Ancora qualche giorno per perfezionare l’invio dell’istanza utile alla selezione delle 150 preferenze su istanze online. Ogni candidato sta seguendo la propria strategia sulla base delle proprie esigenze, ma è innegabile che ci siano delle regole generali valide per tutti dalle quali non si può prescindere.
I contratti indicati
Una di queste regole è sicuramente quella in base alla quale è necessario rispettare un certo ordine nelle preferenze della domanda, perché è poi l’ordine che seguirà l’algoritmo nell’assegnazione degli incarichi.

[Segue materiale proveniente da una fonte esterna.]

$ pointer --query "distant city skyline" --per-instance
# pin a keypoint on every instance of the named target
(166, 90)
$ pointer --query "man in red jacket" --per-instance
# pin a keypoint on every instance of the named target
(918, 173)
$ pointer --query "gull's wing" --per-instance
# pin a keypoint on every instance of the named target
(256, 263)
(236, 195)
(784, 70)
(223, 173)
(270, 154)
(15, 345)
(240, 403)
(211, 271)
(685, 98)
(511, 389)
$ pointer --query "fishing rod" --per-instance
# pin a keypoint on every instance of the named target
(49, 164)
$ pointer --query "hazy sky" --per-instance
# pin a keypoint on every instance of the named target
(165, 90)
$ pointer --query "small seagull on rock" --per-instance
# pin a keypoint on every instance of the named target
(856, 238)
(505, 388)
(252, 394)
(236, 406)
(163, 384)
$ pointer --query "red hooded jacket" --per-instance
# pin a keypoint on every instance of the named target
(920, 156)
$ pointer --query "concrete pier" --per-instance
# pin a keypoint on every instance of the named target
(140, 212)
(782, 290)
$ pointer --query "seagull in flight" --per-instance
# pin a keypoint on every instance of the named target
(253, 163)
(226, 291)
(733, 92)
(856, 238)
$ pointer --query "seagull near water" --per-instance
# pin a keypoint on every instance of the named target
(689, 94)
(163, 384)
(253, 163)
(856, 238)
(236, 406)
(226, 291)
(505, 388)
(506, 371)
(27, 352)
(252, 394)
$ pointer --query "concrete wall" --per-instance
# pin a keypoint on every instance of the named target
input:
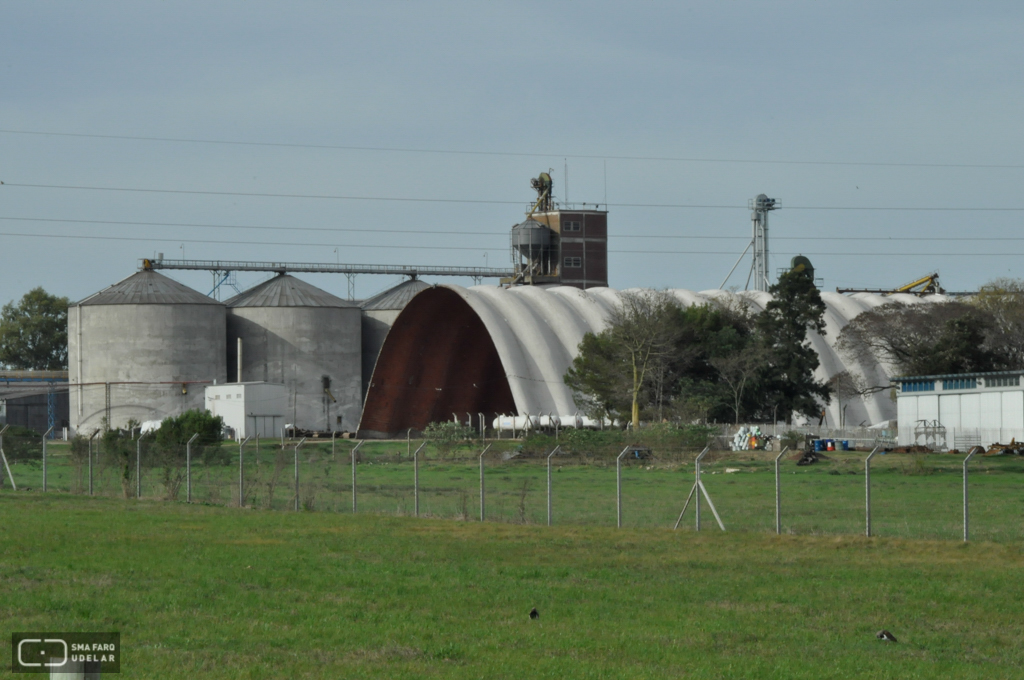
(295, 346)
(979, 416)
(142, 357)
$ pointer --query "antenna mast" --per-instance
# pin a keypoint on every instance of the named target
(761, 206)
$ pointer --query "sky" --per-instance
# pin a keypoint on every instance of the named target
(407, 133)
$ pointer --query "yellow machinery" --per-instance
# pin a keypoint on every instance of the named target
(925, 286)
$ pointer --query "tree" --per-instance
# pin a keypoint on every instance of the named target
(680, 381)
(644, 328)
(34, 333)
(1003, 299)
(738, 370)
(176, 430)
(790, 359)
(597, 377)
(928, 339)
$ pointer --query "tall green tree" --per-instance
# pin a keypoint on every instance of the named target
(787, 381)
(632, 356)
(34, 332)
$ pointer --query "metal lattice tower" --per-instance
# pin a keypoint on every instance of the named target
(761, 206)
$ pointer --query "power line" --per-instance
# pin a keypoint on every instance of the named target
(391, 247)
(488, 202)
(492, 235)
(409, 150)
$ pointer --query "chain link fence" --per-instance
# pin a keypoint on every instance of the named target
(914, 496)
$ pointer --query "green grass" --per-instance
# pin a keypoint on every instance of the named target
(919, 497)
(205, 591)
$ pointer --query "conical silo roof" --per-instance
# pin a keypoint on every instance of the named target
(287, 291)
(147, 287)
(396, 297)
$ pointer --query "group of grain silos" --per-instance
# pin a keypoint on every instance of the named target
(147, 346)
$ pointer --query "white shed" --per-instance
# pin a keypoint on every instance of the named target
(250, 409)
(961, 411)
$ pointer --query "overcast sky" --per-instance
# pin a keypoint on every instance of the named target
(844, 112)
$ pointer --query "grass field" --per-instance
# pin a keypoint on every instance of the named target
(206, 591)
(913, 497)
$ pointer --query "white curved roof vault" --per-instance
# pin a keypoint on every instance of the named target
(537, 331)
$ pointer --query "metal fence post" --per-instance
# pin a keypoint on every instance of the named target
(301, 441)
(619, 487)
(693, 490)
(91, 436)
(138, 467)
(242, 492)
(966, 519)
(696, 507)
(188, 468)
(549, 482)
(4, 457)
(778, 494)
(44, 457)
(354, 449)
(416, 479)
(481, 480)
(867, 492)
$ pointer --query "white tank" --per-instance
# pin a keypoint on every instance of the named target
(141, 349)
(301, 336)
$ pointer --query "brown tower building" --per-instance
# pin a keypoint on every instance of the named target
(559, 244)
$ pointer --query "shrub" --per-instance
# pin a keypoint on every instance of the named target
(448, 435)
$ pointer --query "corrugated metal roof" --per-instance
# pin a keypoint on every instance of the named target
(397, 297)
(147, 287)
(287, 291)
(537, 332)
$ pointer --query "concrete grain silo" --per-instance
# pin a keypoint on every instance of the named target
(141, 350)
(298, 335)
(379, 313)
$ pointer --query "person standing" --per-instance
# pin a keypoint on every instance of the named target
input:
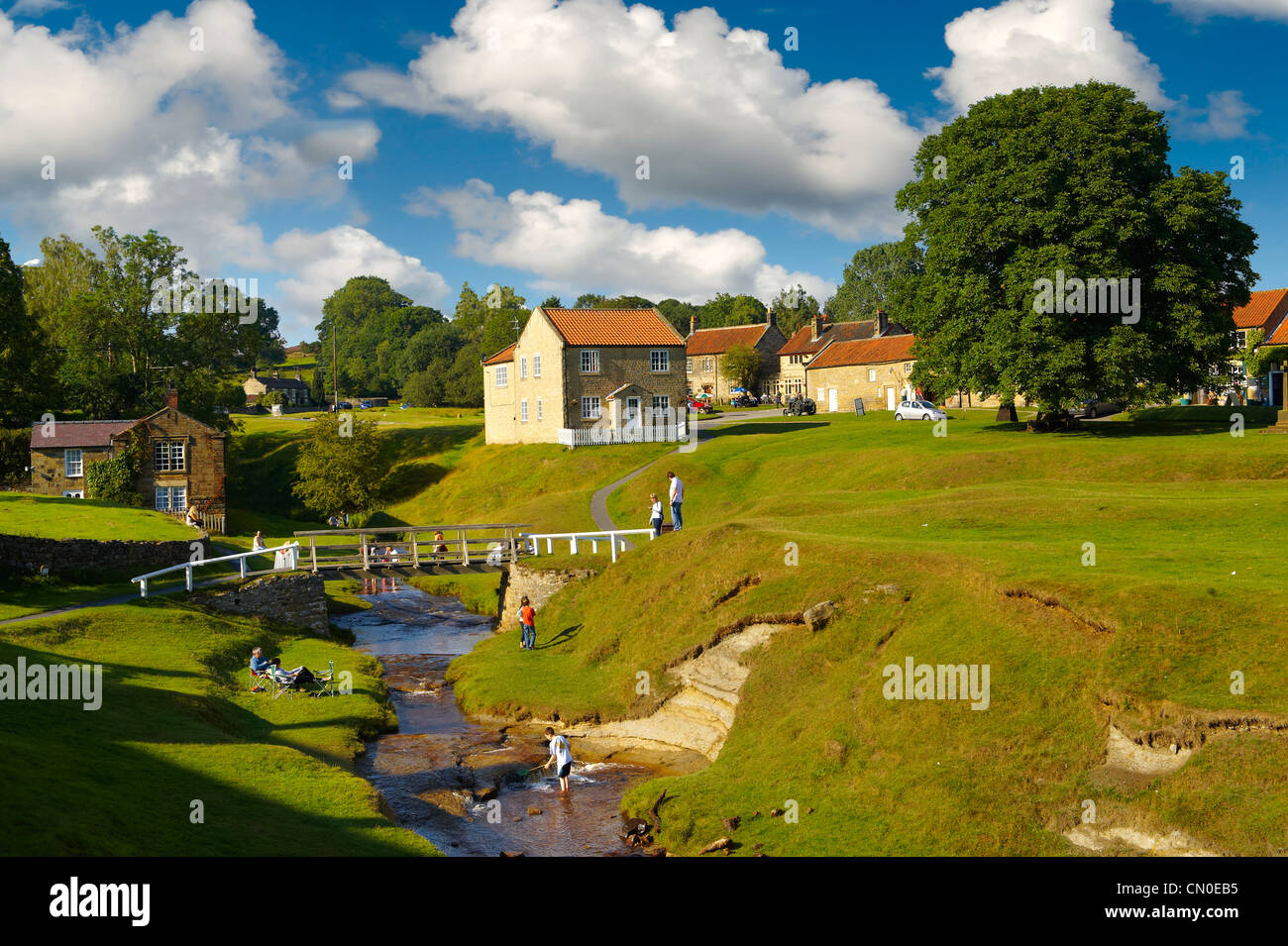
(528, 623)
(561, 756)
(677, 501)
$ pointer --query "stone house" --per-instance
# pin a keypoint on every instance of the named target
(875, 369)
(704, 348)
(812, 338)
(1266, 310)
(295, 391)
(181, 459)
(580, 376)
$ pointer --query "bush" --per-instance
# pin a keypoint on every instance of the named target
(14, 456)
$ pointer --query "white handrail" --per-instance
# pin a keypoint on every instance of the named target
(592, 537)
(189, 566)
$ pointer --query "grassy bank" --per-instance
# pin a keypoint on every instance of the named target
(178, 725)
(986, 532)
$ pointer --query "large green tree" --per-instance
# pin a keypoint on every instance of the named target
(868, 280)
(1046, 185)
(25, 386)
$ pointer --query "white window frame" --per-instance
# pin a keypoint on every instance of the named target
(163, 454)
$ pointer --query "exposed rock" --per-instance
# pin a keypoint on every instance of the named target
(816, 617)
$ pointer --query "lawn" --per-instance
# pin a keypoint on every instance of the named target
(178, 726)
(51, 516)
(988, 532)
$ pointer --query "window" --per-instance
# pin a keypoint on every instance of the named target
(172, 498)
(167, 455)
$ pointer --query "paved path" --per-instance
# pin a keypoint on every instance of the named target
(599, 501)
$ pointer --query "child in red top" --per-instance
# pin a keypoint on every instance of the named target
(527, 623)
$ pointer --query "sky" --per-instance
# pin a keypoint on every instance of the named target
(585, 146)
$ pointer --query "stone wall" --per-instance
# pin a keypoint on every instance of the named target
(291, 597)
(539, 584)
(27, 554)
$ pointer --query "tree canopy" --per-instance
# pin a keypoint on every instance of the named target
(1033, 198)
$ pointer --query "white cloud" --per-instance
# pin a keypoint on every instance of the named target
(1025, 43)
(147, 132)
(1258, 9)
(713, 108)
(323, 262)
(574, 244)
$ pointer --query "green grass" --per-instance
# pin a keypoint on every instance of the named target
(178, 725)
(1184, 583)
(51, 516)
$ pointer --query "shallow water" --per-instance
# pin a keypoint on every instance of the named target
(462, 783)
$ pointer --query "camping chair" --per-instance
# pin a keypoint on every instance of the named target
(261, 681)
(323, 683)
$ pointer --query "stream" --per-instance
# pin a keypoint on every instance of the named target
(460, 783)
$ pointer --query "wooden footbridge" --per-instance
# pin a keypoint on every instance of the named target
(403, 551)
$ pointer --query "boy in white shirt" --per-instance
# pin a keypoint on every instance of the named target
(562, 756)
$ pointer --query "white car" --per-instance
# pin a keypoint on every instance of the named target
(918, 411)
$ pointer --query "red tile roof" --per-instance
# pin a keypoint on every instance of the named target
(501, 357)
(800, 341)
(715, 341)
(1265, 310)
(613, 327)
(889, 348)
(77, 434)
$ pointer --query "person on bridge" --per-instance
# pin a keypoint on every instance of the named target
(562, 756)
(655, 512)
(677, 501)
(527, 624)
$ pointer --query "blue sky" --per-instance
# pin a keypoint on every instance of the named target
(498, 141)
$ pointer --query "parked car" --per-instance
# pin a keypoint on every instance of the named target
(918, 411)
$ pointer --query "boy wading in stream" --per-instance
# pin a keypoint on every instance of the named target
(562, 756)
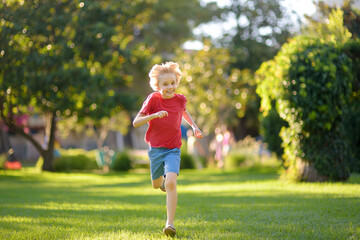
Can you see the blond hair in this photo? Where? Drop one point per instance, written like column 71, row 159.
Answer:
column 157, row 70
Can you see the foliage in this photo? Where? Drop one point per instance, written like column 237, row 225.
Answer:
column 187, row 161
column 350, row 19
column 245, row 102
column 271, row 125
column 333, row 30
column 262, row 26
column 250, row 152
column 352, row 49
column 122, row 162
column 205, row 82
column 75, row 159
column 65, row 58
column 310, row 81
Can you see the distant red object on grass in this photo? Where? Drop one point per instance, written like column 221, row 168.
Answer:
column 12, row 165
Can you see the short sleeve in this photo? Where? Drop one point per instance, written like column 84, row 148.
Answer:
column 147, row 105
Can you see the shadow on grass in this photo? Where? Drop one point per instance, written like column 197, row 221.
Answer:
column 212, row 205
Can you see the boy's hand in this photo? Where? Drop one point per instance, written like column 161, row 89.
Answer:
column 161, row 114
column 198, row 133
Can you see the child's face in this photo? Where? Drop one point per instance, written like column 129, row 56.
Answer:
column 167, row 85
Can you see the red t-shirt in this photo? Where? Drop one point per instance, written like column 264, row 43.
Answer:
column 166, row 131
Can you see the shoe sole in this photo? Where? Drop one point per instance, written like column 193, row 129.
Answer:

Il sistema infatti è impostato per analizzare le preferenze in ordine progressivo. L’algoritmo passa in rassegna le scuole, dalla prima all’ultima indicata. Una alla volta controlla in ogni scuola se è disponibile uno dei contratti selezionati dal candidato.
Una volta che viene riscontrata disponibilità incrociandola con le preferenze, anche per un contratto meno favorevole, assegna il posto. Questo anche se si tratta di un contratto meno favorevole quale può essere uno al 30 giugno, nonostante potrebbe esserci una preferenza migliore al 31 agosto in una scuola successiva.
Le priorità inserite
Ecco che qui entra in gioco l’ordine di preferenza indicata. La regola alla base delle preferenze è sempre quella si seguire la propria priorità personale. Ci sono docenti che danno priorità alla durata del contratto, altri alla sede. Nel primo caso sarà necessario indicare prioritariamente le scuole con preferenza per il 31 agosto. In un secondo momento si può ripetere la selezione per il 30 giugno.
Questo significa che anche una scuola inserita come preferenza all’ultimo posto può comunque essere assegnata. L’importante è che sia tra le 150 preferenze. Se quando scatta la nomina è l’unica con disponibilità utile, l’algoritmo la assegna. Algoritmo che opera in base all’ordine scelto dal docente, criterio utile per stabilire la priorità con cui assegnare le sedi.